S’ils étaient appliqués conformément au discours du gouvernement français, les dispositifs alliant une nouvelle carte de séjour destinée aux élites et une liste des métiers ouverts aux Sénégalais en France pourraient avoir des conséquences néfastes sur la situation du travail au Sénégal. Alors qu’en 2000, par exemple, un quart des travailleurs qualifiés avaient quitté le pays, alors que certains secteurs concernés par la liste des métiers, notamment l’agro-alimentaire ou l’hôtellerie restauration, font déjà face à d’importants problèmes de recrutement, et alors que le départ des élites diplômées représenterait une lourde perte pour les entreprises sénégalaises, les discours français qui tentent de démontrer que le Sénégal va profiter de l’accord conclu sont bien peu crédibles.
Ainsi, les autorités françaises tentent de démontrer que la carte « compétences et talents » est bénéfique pour le Sénégal par le transfert de compétences à leur retour des travailleurs émigrants.

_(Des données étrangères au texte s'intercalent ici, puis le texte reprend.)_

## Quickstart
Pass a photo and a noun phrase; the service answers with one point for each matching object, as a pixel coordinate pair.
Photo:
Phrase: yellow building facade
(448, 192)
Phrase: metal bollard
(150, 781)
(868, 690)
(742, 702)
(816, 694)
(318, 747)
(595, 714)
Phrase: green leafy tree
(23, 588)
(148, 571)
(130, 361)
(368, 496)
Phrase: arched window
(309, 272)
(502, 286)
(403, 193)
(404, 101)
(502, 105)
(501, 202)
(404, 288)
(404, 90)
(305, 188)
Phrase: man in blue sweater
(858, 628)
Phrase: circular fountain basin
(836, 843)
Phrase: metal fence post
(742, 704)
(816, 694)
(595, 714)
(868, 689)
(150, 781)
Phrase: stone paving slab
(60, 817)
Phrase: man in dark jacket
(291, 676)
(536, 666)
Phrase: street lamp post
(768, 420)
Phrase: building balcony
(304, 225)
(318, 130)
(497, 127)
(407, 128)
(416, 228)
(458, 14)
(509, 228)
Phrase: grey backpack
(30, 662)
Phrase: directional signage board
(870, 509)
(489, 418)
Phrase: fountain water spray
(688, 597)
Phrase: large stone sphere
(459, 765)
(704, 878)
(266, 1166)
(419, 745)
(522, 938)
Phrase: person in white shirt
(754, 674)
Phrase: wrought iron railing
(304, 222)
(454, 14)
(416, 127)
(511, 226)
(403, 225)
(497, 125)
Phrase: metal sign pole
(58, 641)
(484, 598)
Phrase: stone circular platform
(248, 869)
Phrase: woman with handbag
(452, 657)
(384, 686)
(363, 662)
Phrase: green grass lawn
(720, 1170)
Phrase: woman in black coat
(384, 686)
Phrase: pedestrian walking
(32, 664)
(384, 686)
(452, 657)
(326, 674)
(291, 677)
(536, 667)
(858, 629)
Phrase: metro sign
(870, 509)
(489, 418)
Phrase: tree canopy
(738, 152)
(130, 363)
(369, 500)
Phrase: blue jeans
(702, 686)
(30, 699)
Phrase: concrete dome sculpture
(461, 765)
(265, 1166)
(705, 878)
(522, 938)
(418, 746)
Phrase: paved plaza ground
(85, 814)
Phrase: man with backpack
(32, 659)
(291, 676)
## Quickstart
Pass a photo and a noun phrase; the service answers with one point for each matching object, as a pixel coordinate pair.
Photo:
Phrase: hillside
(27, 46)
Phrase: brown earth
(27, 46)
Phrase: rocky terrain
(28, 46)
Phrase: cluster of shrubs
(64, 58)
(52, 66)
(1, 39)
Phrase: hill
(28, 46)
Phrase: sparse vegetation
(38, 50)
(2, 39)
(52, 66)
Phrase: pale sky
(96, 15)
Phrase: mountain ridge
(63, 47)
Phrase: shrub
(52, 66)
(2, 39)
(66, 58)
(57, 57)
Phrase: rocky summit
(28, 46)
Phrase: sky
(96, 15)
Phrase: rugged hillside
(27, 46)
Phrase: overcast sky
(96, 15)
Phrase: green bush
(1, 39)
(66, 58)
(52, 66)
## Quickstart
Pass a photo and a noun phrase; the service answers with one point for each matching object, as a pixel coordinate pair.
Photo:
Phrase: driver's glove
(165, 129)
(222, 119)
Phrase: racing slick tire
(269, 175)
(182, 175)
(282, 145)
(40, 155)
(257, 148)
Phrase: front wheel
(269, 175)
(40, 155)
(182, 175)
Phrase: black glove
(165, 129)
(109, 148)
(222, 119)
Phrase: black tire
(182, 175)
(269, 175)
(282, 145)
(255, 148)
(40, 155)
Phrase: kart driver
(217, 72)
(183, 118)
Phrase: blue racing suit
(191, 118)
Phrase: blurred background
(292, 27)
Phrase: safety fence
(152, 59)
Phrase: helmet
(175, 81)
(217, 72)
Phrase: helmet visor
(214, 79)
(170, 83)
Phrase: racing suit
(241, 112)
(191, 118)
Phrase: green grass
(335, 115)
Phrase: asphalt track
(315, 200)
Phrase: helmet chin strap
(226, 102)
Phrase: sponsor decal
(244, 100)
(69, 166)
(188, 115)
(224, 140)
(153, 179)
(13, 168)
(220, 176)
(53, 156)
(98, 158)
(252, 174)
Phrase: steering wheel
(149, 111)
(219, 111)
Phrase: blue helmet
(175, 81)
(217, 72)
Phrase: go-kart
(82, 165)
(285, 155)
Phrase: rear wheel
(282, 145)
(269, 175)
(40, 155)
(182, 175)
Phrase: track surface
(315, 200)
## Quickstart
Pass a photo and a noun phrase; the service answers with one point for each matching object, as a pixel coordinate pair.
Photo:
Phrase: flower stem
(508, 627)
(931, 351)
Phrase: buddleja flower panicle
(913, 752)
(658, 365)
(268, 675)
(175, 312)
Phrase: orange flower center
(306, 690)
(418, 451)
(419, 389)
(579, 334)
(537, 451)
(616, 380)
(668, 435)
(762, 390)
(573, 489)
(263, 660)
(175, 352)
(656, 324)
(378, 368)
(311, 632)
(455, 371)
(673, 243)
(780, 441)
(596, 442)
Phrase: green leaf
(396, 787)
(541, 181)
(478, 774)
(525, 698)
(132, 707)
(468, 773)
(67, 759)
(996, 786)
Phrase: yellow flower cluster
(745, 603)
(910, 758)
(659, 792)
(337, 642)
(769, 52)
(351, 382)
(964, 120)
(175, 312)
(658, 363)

Or ce retour dans le pays d’origine, s’agissant du Sénégal, est bien hypothétique : en effet, l’État sénégalais a signé le 25 mai 2000 une convention de codéveloppement avec la France qui prévoit, à propos du bénéficiaire d’une telle carte, qu’il devra « transmettre à la préfecture de son domicile un projet de concours à une action de coopération ou d’investissement économique définie par la France avec son pays d’origine [3]. » Cette clause très vague, et difficilement réalisable dans le délai imparti, laisse songeur quant aux possibilités effectives de transfert de compétences mis en avant. Quant à l’ajout de métiers supplémentaires à la liste ouverte aux ressortissants sénégalais en vue de possibles régularisations, il apparaît comme une maigre consolation face aux énormes couleuvres que la France a fait avaler au Sénégal.
Notes
[1] Rapport n° 129 (2008-2009) sur le projet de loi autorisant l’approbation de l’accord relatif à la gestion concertée des flux migratoires entre le gouvernement de la République française et le gouvernement de la République du Sénégal et de son avenant de Mme Catherine Tasca, fait au nom de la commission des affaires étrangères, le 10 décembre 2008.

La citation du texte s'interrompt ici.